Performance Benchmarks

Table Rows Extract Time Consolidate Total
CAMPAIGNS 73K <1 min <1 min ~1 min
EMAIL_CLICKERS 41M ~45 min ~2 min ~47 min
DONATIONS 3.2M ~4 min <1 min ~5 min
PHONE_EMAIL_MAP 182M ~3 hrs ~5 min ~3.1 hrs

Throughput: ~1M rows/minute (varies with network conditions).

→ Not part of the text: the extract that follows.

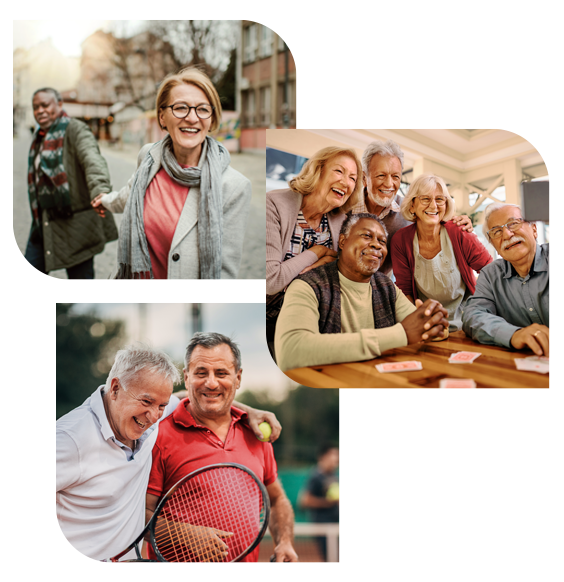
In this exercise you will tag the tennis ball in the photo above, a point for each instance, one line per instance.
(266, 431)
(334, 492)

Priority 1: Add to Pipeline

  • --parallel: Extract multiple tables concurrently
  • --dry-run: Show row count and estimated time without extracting
  • --notify: Slack/email notification on completion

Priority 2: Operational

  • pipeline logs TABLE: Show extraction logs for debugging
  • pipeline retry TABLE: Retry failed chunks only
  • Scheduled runs: Cron-friendly wrapper with lock files

Priority 3: Nice to Have

  • Incremental extraction: Only new rows since last run (requires timestamp column)
  • Compression options: Choose snappy/gzip/zstd for parquet
  • S3 upload: Direct upload to S3 after consolidation

Current Data Inventory

Extracted 2025-12-26:

File Rows Size Description
list_link_phone_email_map_20251226.parquet 182M 9.94 GB Contact → Phone/Email mapping
email_clickers_20251226.parquet 41M 778 MB Email engagement (clicks) by client
campaigns_20251226.parquet 73K 5.9 MB Campaign → Client lookup
all_manual_donations_emails_clean_merged_20251226.parquet 3.2M 83 MB Donation records

Total: 227M rows, 10.8 GB


Environment Notes

Snowflake Connection

SNOWFLAKE_DATABASE=CONSERVATIVECONNECTOR
SNOWFLAKE_WAREHOUSE=<your_warehouse>

Available schemas: - PIPELINE - Processed/merged data - KPI - Analytics/metrics tables

File Locations

data/cc/sources/     # Consolidated parquet files (keep these)
data/cc/work/        # Temp chunks (safe to delete after success)

Gotchas

  1. Table names are case-sensitive in Snowflake. Use uppercase: CONSERVATIVECONNECTOR.PIPELINE.TABLE_NAME

  2. First chunk may differ from later chunks in schema. The pipeline handles this, but manual extractions may need schema alignment.

  3. Work directory grows fast for large tables. 182M rows = 10GB of chunks before consolidation.

  4. DuckDB loading is fast - loading 182M rows takes ~5 minutes with chunked inserts.